AI startup Perplexity is crawling and scraping content material from web sites which have explicitly indicated they don’t wish to be scraped, in response to web infrastructure supplier Cloudflare.
On Monday, Cloudflare published research saying it noticed the AI startup ignore blocks and conceal its crawling and scraping actions. The community infrastructure big accused Perplexity of obscuring its id when attempting to scrape net pages “in an try to bypass the web site’s preferences,” Cloudflare’s researchers wrote.
AI merchandise like these provided by Perplexity depend on gobbling up massive quantities of knowledge from the web, and AI startups have lengthy scraped textual content, photographs, and movies from the web many instances with out permission to make their merchandise work. In current instances, web sites have tried to struggle again by utilizing the online customary Robots.txt file, which tells engines like google and AI corporations which pages may be listed and which shouldn’t, efforts that have seen mixed results so far.
Perplexity seems to be willingly circumventing these blocks by altering its bots’ “person agent,” which means a sign that identifies a web site customer by their system and model kind, in addition to altering their autonomous system networks, or ASN, basically a quantity that identifies massive networks on the web, in response to Cloudflare.
“This exercise was noticed throughout tens of hundreds of domains and thousands and thousands of requests per day. We had been in a position to fingerprint this crawler utilizing a mix of machine studying and community alerts,” learn Cloudflare’s put up.
Perplexity spokesperson Jesse Dwyer dismissed Cloudflare’s weblog put up as a “gross sales pitch,” including in an e mail to TechCrunch that the screenshots within the put up “present that no content material was accessed.” In a follow-up e mail, Dwyer claimed the bot named within the Cloudflare weblog “isn’t even ours.”
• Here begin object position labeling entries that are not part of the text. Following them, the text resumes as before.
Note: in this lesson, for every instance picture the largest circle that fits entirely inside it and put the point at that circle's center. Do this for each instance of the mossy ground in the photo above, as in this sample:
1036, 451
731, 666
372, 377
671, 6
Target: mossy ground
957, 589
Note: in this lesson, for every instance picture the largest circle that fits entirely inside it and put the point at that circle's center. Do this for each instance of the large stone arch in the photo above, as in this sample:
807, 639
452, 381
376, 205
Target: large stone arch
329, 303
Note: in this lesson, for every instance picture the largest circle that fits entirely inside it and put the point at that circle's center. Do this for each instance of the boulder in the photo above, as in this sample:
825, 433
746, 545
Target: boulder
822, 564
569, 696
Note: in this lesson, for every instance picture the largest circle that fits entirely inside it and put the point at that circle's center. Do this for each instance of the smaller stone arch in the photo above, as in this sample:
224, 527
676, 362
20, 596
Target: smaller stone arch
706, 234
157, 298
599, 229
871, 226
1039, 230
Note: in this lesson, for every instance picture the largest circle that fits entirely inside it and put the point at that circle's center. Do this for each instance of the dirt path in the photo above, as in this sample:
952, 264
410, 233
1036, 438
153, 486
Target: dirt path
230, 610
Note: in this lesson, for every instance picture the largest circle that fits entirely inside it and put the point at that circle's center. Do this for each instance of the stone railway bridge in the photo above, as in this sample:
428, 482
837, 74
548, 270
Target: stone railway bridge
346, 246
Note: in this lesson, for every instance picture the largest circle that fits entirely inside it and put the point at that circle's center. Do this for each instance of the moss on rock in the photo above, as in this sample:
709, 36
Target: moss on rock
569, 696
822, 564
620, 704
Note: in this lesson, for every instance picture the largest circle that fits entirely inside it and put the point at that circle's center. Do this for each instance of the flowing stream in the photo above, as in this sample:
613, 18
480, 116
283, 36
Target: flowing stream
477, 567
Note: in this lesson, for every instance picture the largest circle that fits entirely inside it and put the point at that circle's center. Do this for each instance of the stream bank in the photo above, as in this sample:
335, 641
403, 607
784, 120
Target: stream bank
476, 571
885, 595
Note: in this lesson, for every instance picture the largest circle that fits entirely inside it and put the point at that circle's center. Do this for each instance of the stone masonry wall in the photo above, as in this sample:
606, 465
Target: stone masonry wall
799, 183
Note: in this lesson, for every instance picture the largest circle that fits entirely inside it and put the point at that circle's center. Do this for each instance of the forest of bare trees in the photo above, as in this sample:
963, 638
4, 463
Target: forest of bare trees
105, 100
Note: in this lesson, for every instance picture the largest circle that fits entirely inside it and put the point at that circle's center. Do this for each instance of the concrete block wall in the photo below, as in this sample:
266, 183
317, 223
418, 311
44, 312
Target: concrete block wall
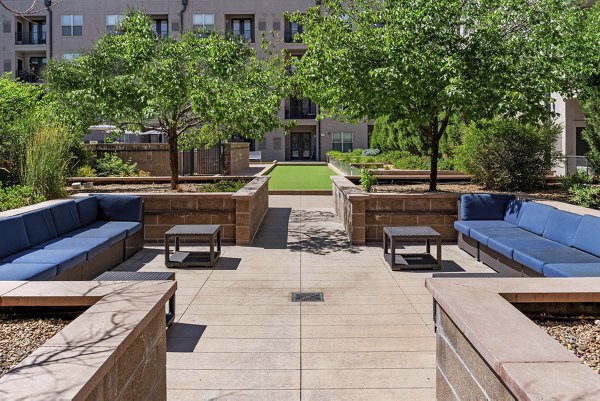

Cloudflare mentioned it first observed the habits after its clients complained that Perplexity was crawling and scraping their websites, even after they added guidelines on their Robots file and for particularly blocking Perplexity’s identified bots. Cloudflare mentioned it then carried out checks to test and confirmed that Perplexity was circumventing these blocks.
Techcrunch occasion
San Francisco
|
October 27-29, 2025
“We noticed that Perplexity makes use of not solely their declared user-agent, but additionally a generic browser meant to impersonate Google Chrome on macOS when their declared crawler was blocked,” in response to Cloudflare.
The corporate additionally mentioned that it has de-listed Perplexity’s bots from its verified listing and added new methods to dam them.
Cloudflare has not too long ago taken a public stance towards AI crawlers. Final month, Cloudflare announced the launch of a marketplace permitting web site homeowners and publishers to cost AI scrapers who go to their websites. Cloudflare’s chief govt Matthew Prince sounded the alarm on the time, saying AI is breaking the enterprise mannequin of the web, significantly publishers. Final 12 months, Cloudflare additionally launched a free tool to stop bots from scraping web sites to coach AI.
This isn’t the primary time Perplexity is accused of scraping with out authorization.
Final 12 months, information shops, such as Wired, alleged Perplexity was plagiarizing their content. Weeks later, Perplexity’s CEO Aravind Srinivas was unable to immediately answer when requested to supply the corporate’s definition of plagiarism throughout an interview with TechCrunch’s Devin Coldewey on the Disrupt 2024 convention.